Twitter, though handy and immediate, seems a poor, somewhat insensitive method to convey feelings of sympathy with the buzzwords “thoughts and prayers” all too commonly used - but times change...and David did tweet the horrible news - so perhaps friends and followers thought tweets back would be acceptable.
What hasn’t changed, however, is the scourge of drugs and the terrible effects their misuse can cause to the taker and their loved ones. Shey was just 29. Apparently he died on his 29th birthday. The Golf Channel tweeted that “Family means everything to David...” and even if true, certainly something wrong happened along the way for his eldest boy to OD at such an early age. The young man had been fighting drug addiction and mental illness for quite some time. Did he feel pressure to live up to Dad’s aura? Or did he, the oldest boy of David’s from his first marriage to Caroline DeWitt, see some rationale for his experimentation with drugs, given that Dad had waged his own battles with depression, a bi-polar disorder - and insomnia - fueled in parts with Whiskey, Weed, Cocaine, and Vicodin?
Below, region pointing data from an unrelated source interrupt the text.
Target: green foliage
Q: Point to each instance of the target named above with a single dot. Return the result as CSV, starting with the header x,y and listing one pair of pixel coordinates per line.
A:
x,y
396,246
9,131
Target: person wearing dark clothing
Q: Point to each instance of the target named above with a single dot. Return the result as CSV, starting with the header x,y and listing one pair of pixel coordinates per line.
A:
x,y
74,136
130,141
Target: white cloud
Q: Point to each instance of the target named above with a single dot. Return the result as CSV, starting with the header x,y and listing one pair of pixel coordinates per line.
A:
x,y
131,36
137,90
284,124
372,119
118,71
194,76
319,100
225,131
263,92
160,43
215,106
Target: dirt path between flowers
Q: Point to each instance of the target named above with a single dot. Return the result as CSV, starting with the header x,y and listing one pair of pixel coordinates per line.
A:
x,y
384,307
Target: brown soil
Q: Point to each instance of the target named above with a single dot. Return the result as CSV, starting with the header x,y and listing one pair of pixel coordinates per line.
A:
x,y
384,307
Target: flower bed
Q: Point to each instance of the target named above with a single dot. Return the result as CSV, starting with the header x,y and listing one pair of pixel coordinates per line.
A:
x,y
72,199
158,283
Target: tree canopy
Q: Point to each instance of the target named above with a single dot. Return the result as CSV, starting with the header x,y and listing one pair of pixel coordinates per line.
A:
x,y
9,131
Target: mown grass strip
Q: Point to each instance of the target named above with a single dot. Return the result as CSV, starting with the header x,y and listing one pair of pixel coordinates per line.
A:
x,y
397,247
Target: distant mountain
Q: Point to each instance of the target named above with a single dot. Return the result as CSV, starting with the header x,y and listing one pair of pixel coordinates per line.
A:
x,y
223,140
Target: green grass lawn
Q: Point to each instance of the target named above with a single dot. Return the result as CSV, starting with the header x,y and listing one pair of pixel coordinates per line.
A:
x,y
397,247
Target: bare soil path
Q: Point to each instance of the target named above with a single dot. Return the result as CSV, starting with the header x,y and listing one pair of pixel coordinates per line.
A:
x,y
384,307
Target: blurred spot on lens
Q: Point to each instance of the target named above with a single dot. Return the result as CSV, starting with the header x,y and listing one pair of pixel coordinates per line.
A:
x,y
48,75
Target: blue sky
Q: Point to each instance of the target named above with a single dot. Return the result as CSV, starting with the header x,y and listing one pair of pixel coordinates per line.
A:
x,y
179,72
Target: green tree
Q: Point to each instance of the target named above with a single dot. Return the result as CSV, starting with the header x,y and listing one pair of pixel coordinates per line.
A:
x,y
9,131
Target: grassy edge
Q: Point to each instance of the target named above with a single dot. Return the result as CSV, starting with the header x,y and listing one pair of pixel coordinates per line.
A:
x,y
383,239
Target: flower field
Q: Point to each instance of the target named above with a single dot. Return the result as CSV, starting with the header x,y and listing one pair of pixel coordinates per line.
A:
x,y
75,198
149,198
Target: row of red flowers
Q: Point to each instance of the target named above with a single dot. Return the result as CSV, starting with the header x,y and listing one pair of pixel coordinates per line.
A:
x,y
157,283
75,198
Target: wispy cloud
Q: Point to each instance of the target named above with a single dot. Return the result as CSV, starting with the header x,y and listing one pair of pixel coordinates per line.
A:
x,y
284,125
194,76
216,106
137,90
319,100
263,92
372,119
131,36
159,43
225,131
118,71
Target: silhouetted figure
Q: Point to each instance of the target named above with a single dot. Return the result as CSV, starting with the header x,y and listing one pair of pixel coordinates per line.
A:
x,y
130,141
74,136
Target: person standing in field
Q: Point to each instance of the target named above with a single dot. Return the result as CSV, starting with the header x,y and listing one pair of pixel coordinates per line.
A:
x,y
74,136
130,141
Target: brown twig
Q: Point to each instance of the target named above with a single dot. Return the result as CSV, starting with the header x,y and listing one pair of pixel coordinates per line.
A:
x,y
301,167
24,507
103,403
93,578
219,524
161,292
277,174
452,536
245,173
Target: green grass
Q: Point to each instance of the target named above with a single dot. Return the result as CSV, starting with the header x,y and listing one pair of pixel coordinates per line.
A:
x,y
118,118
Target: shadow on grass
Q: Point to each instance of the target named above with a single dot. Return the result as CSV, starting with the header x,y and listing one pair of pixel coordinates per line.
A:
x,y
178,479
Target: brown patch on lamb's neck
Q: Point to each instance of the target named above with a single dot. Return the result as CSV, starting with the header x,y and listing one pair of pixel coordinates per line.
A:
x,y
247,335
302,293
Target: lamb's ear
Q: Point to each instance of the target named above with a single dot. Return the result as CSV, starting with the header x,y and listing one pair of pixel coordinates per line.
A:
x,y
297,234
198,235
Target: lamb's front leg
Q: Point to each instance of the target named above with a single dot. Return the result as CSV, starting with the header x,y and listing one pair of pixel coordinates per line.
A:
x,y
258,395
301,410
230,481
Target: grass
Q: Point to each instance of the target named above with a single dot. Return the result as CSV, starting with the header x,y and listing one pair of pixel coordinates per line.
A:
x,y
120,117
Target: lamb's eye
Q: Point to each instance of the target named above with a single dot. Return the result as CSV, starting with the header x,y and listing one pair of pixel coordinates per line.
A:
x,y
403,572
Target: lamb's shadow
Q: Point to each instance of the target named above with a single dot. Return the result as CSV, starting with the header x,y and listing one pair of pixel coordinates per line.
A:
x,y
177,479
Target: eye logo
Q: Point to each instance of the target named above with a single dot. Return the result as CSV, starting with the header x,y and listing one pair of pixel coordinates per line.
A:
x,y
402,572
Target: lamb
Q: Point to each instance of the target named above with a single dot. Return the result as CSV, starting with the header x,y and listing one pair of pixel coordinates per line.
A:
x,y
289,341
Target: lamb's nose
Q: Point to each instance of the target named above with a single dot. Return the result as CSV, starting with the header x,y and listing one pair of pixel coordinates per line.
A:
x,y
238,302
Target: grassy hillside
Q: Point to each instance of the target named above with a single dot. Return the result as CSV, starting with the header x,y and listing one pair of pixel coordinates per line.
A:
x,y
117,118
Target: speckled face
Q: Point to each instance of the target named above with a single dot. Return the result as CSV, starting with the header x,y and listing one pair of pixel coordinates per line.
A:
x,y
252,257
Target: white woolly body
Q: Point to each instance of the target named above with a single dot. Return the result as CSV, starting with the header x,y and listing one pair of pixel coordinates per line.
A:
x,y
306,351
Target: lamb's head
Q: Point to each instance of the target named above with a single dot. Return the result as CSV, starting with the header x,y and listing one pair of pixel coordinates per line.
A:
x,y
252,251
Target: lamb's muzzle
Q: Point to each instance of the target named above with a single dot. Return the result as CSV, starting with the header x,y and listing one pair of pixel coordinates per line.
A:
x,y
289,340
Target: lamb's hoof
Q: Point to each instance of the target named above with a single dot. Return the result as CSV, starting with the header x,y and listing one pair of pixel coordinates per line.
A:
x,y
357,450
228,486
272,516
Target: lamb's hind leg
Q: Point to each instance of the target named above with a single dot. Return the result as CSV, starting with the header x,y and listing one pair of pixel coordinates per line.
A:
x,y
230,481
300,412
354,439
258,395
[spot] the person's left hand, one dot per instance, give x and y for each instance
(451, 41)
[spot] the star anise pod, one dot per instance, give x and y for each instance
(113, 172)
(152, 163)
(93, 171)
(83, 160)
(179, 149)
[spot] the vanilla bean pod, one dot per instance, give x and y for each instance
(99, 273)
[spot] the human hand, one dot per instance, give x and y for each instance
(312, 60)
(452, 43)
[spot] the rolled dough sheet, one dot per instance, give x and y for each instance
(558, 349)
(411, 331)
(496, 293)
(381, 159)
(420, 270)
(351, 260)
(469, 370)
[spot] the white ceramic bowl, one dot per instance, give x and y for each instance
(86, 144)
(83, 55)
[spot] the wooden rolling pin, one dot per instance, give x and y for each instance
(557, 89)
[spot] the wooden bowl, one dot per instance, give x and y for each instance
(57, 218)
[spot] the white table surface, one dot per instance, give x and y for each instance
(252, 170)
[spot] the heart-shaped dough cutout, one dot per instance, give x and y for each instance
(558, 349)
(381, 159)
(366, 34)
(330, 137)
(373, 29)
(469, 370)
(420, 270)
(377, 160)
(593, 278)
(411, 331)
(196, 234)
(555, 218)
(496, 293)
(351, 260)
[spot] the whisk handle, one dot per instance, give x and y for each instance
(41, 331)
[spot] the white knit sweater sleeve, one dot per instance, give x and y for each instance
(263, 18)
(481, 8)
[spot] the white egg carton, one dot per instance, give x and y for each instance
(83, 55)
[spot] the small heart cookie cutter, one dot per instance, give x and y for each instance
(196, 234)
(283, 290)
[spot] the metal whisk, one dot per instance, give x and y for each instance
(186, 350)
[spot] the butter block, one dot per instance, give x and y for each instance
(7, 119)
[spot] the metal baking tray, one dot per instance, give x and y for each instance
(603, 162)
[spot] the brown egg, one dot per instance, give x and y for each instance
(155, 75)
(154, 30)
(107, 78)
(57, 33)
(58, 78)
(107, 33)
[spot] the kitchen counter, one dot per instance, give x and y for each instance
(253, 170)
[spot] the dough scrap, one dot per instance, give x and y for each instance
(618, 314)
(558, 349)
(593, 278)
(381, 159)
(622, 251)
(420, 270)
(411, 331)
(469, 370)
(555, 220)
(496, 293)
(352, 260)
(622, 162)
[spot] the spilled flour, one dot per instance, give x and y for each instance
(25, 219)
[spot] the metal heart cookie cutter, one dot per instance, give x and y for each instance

Maybe the young man had a sense of invulnerability. His Dad not only survived, he later thrived, and beat back his craziness and recklessness with drugs and alcohol, so maybe the son figured a little experimentation on his own part, might not only not be a bad idea, but a fun one.
And perhaps things from there spiraled out of control...
At any rate, the National Institute on Drug Abuse (NIDA) has graphs swinging upwards for deaths due to overdoses. (From 2002 to 2015, for example, the heroin graph shows a drastically steep climb of fatalities...)
For his bugaboos, David got help, aside from his wife, from none other than Tom Watson. He had solid companions, in part due to his public persona and in part due to his likability. David’s been sober for 12 years. It’s a shame that whatever help might have been offered and might have been accepted by Shey wasn’t enough to get him clean, on the right track.
Shey wasn’t a loser. He wasn’t a total outsider from society. He was, in fact, entrepreneurial and had his own consulting company named the Sheyco Group. It dealt with data and statistics and would summarize same to make sense for clients. Earlier, he and Christopher Crawford of the Marine Corps had formed an outfit called Sports Concie that specialized in “corporate solutions.” And prior to that he had worked for a Trucking company.
So where will David Feherty go from here? Will Feherty become a victim? Although he has immediately and thoughtfully asked that donations be made to the Center for Addiction and Recovery Studies in Dallas, Texas, he will have, now that the funeral is over, the aftermath and, no pun intended, downtime. It would be expected and understandable for him to step back from the limelight, perhaps to draw nearer to his 4 surviving kids. No doubt, unwittingly or otherwise, some harsh self-judgment and guilt will inflict themselves upon the eminently affable Feherty.
This would be a shame because, despite his tender age, Shey was an adult and was responsible for his own actions. Parents, no matter how well meaning and caring, and well off, can only do so much...It’s also sad that Shey couldn’t have learned more from his father’s willingness to take certain drugs to stem his mental afflictions. At one point Feherty admits he was taking 14 pills per day to help ward off his demons. (He also says that the act of playing golf, because it takes up so much time (especially for us average players) - is a great aid in solving the problem of too much spare time on one’s hands – time to get into trouble with intoxicants.
One never knows with life. It’s too short, with opportunities missed and advantages wasted – and these are but a few sad characteristics prevalent that are far too prevalent for many of us – who don’t suffer from addictions. We - all of us - are usually our own worst enemy. Most of our faults can be laid at our own doorstep. We’re so ashamed, or so proud, we don’t seek help. And again
- many of us -
need to “grow up” despite our having crossed the threshold of the 30’s decades ago. More than a few of us keep repeating the same old, same old, mistakes over and over - and over - again...to what end? Then, to add drugs or alcohol into this? Geez, No wonder so many of us, like Shey Feherty, depart far too early.